U.S. President Barack Obama’s dilemma over the security of his BlackBerry has given rise to an increased interested in systems that can scramble voice calls to avoid interception.
At this year’s Cebit trade show, mobile device security vendors rolled out an array of systems for governments and companies looking to protect their voice calls.
In some cases, employing mobile voice encryption can save companies money, as it can allow top-level executives to discuss sensitive information without needing to travel to secure company offices, said Christoph Erdmann, managing director and founder of Secusmart, which makes a flash card with hardware-based encryption for voice calls.
Erdmann used to work in security in Nokia. He frequently had to travel to Finland to discuss important company information to avoid speaking over a phone.
Nokia eventually decided that the market for super-secure devices was too small, so Erdmann started his own company to provide higher security for Nokia smart phones.
Secusmart’s microSD flash card, called SecuVoice Version 1.0, fits into Nokia Series 60 devices, which are frequently issued to government employees. The software is installed on the phone when the card is first inserted into a device.
Secusmart’s card uses Elliptic Curve Cryptography, a proven method for establishing a secure connection between two devices. It’s also faster than using the RSA algorithm, which employs large keys or certificates that increase the time needed to connect a call by up to 15 seconds. ECC does it in under five seconds.
“In mobile systems, every bit counts,” Erdmann said.
Voice calls are encrypted using 128-bit AES (Advanced Encryption Standard) keys. The card is tamper proof. It has been approved by Germany’s Federal Office for Information Security, which tests IT security products for the government, for use at a “restricted” classification, the lowest rank for sensitive material, Erdmann said. The microSD card costs €2,200.
Another option for encrypted voice is a system from Rohde and Schwarz of Munichy. Their 55-gram TopSec Mobile device encrypts voice calls using 128-bit AES keys. In a few months, the company will upgrade it to accommodate 256-bit AES keys, said Henning Krieghoff, Rohde and Schwarz’s president.
The device, which resembles a small phone but without number buttons, is carried along with the person’s regular mobile phone. It encrypts the voice traffic and then sends that data through the user’s regular mobile via Bluetooth.
While a person has to carry two devices, the system offers the advantage of being compatible with nearly every mobile device with Bluetooth, said Mark Dencker, product manager. TopSec Mobile costs €1,800.
The company also offers a desktop encryption appliance for ISDN (Integrated Services Digital Network) lines, the TopSec 703. It costs €1,200. Secure calls can then be made between mobiles and normal desk phones.
Also in Cebit’s security hall are Caspertech of Torino, Italy, and Compumatica of Aachen, Germany. The two companies rolled out two encryption products at Cebit that are now under evaluation by the Netherland’s National Communications Security Agency.
One product, CompuGSM, is an entry-level model that does voice encryption. Users can opt to add SMS (Short Message Service) encryption, said Petra van Schayik, a manager at Compumatica.

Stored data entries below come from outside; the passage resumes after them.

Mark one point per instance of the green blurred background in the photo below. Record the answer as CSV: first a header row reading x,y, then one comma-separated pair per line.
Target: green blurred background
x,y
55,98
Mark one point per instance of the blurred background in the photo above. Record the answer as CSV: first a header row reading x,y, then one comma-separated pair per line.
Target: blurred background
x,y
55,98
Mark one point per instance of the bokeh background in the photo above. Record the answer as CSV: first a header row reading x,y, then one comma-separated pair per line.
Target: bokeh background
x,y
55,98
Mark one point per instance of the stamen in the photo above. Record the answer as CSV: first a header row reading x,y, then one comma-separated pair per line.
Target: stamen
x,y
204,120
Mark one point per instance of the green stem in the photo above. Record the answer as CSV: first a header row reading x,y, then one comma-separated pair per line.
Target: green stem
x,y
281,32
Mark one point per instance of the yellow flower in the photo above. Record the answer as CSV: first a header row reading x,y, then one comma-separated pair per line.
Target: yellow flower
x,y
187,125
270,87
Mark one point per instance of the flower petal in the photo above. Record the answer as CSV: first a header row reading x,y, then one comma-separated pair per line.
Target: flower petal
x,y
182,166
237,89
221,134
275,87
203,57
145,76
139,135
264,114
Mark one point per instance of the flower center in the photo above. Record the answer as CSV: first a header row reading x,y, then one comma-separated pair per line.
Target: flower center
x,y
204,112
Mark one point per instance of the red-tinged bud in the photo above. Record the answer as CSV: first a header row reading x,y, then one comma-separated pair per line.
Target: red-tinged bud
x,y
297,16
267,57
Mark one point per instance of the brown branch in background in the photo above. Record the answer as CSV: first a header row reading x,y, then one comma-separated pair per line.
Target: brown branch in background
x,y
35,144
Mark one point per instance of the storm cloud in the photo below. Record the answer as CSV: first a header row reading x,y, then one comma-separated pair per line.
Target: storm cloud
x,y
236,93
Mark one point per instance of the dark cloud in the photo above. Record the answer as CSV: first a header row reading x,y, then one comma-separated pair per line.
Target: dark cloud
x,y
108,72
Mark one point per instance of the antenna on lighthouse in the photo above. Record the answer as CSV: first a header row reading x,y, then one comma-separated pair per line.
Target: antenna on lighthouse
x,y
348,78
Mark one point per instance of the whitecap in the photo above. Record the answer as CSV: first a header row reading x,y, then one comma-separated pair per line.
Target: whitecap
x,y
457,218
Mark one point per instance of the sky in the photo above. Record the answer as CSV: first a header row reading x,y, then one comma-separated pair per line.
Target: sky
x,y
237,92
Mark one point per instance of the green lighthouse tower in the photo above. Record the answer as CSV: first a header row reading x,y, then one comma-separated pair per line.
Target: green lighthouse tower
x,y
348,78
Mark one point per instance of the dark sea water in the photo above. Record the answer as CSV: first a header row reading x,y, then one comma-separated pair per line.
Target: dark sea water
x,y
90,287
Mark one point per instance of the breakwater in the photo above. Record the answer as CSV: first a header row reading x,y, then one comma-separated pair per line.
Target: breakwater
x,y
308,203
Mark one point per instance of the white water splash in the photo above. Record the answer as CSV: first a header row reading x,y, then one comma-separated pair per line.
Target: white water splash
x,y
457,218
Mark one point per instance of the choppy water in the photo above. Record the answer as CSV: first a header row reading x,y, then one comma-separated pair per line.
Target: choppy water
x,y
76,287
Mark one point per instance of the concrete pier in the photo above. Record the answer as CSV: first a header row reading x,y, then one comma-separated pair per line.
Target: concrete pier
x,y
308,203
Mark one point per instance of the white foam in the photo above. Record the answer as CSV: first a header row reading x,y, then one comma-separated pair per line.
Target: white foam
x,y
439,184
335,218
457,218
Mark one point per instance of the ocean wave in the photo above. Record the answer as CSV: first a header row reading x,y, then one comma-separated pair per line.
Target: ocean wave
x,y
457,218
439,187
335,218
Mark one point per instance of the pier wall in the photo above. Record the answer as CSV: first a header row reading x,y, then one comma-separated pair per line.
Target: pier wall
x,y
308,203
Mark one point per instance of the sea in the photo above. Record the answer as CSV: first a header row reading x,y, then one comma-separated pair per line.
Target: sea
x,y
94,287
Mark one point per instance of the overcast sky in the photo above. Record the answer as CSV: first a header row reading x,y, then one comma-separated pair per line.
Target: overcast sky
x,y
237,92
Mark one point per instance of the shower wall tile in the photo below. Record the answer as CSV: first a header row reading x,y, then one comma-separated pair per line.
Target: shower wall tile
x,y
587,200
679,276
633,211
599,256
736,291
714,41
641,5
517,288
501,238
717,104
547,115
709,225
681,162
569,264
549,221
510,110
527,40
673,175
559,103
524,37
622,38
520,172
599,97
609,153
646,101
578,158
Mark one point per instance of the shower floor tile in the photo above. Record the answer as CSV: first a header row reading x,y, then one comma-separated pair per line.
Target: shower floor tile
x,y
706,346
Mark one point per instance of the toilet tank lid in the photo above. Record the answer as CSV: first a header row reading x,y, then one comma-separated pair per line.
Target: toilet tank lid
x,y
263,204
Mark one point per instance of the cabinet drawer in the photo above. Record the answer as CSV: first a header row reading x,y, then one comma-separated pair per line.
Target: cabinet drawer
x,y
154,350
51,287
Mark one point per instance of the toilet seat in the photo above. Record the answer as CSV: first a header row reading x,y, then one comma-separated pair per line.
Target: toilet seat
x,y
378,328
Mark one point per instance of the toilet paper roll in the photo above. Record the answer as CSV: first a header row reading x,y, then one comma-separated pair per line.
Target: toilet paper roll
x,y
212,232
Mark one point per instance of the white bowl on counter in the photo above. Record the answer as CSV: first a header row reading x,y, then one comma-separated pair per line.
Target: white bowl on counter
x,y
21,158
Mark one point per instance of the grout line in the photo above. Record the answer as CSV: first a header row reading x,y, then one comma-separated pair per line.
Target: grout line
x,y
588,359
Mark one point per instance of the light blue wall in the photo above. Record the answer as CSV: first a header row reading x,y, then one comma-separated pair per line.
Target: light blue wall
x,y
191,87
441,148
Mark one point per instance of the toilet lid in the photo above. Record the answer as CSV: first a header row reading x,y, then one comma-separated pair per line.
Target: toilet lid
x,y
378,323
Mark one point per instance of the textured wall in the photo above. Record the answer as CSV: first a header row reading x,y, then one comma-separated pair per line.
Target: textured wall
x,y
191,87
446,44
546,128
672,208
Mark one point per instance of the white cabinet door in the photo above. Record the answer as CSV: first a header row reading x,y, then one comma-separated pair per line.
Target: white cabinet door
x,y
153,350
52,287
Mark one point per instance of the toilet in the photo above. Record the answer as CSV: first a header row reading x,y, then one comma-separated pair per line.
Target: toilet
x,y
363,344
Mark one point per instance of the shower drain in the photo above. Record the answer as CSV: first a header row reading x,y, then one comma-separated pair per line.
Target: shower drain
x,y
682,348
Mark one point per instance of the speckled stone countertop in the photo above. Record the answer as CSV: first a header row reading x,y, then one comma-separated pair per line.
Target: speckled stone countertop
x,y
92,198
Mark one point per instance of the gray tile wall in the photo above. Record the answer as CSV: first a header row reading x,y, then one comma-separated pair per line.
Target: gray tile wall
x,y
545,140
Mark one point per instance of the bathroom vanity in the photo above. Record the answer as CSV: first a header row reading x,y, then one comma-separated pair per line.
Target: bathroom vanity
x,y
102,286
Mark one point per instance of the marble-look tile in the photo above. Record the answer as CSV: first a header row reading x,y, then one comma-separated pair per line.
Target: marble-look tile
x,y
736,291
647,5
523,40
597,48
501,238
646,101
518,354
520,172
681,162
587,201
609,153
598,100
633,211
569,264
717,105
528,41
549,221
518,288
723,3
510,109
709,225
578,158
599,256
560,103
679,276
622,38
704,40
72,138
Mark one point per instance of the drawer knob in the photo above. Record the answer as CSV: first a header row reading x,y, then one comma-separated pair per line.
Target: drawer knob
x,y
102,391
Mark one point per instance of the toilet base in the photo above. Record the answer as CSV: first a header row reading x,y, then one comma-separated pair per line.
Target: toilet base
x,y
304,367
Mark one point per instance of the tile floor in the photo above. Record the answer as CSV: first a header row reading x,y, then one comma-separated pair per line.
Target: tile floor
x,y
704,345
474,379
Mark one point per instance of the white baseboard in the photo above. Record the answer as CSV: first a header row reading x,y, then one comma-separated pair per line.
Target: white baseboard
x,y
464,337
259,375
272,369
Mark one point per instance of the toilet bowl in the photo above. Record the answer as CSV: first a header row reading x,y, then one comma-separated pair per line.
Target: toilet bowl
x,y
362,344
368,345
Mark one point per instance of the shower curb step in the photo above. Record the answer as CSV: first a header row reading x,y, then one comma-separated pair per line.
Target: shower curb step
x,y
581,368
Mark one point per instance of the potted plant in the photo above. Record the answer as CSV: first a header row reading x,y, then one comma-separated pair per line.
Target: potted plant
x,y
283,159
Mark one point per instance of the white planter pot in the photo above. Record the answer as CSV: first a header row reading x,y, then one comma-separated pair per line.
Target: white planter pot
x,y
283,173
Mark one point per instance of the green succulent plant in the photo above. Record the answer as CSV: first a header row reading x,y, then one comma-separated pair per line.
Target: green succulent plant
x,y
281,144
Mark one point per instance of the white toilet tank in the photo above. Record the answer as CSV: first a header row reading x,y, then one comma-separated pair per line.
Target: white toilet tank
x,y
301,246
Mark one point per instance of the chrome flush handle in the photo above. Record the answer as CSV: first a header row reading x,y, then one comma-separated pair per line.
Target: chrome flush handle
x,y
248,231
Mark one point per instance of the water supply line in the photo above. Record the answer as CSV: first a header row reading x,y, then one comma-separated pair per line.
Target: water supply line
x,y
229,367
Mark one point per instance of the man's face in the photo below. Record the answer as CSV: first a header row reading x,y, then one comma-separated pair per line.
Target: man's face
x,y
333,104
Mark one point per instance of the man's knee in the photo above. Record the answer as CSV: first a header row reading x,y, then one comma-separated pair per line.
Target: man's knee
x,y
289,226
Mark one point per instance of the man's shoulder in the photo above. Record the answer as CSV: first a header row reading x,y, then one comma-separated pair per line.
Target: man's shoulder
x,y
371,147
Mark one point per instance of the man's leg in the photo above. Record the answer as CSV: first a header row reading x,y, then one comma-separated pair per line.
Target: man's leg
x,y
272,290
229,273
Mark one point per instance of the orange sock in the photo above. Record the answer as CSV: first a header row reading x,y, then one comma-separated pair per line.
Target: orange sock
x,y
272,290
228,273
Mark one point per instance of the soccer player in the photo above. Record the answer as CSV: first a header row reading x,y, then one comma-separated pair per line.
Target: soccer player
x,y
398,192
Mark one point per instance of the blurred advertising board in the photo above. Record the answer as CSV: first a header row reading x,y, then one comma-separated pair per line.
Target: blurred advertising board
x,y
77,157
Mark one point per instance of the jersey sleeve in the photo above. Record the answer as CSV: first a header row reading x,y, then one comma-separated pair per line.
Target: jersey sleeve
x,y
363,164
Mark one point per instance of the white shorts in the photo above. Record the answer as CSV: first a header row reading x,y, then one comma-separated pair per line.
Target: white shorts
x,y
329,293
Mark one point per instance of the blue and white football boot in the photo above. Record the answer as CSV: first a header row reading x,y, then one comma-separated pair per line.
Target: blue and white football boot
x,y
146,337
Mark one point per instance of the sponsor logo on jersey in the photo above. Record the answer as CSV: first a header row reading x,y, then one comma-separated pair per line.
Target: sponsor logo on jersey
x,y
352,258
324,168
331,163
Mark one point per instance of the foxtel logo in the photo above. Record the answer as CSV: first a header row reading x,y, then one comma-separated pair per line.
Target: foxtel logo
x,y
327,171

The higher-level version is CompumaticaGSM, which includes a key management station that helps administer keys to a large number of devices, said Pavel Ivanov, program manager for Caspertech.
CompumaticaGSM will encrypt SMS and e-mail in combination with the CompuWall firewall. It uses 256-bit AES keys, but is also capable of substituting a different encryption algorithm in the software, Ivanov said.
Both products are only compatible with mobile devices made by HTC running Microsoft’s Windows Mobile operating system. Pricing has not been released yet, but it will be on a per-use basis, van Schayik said.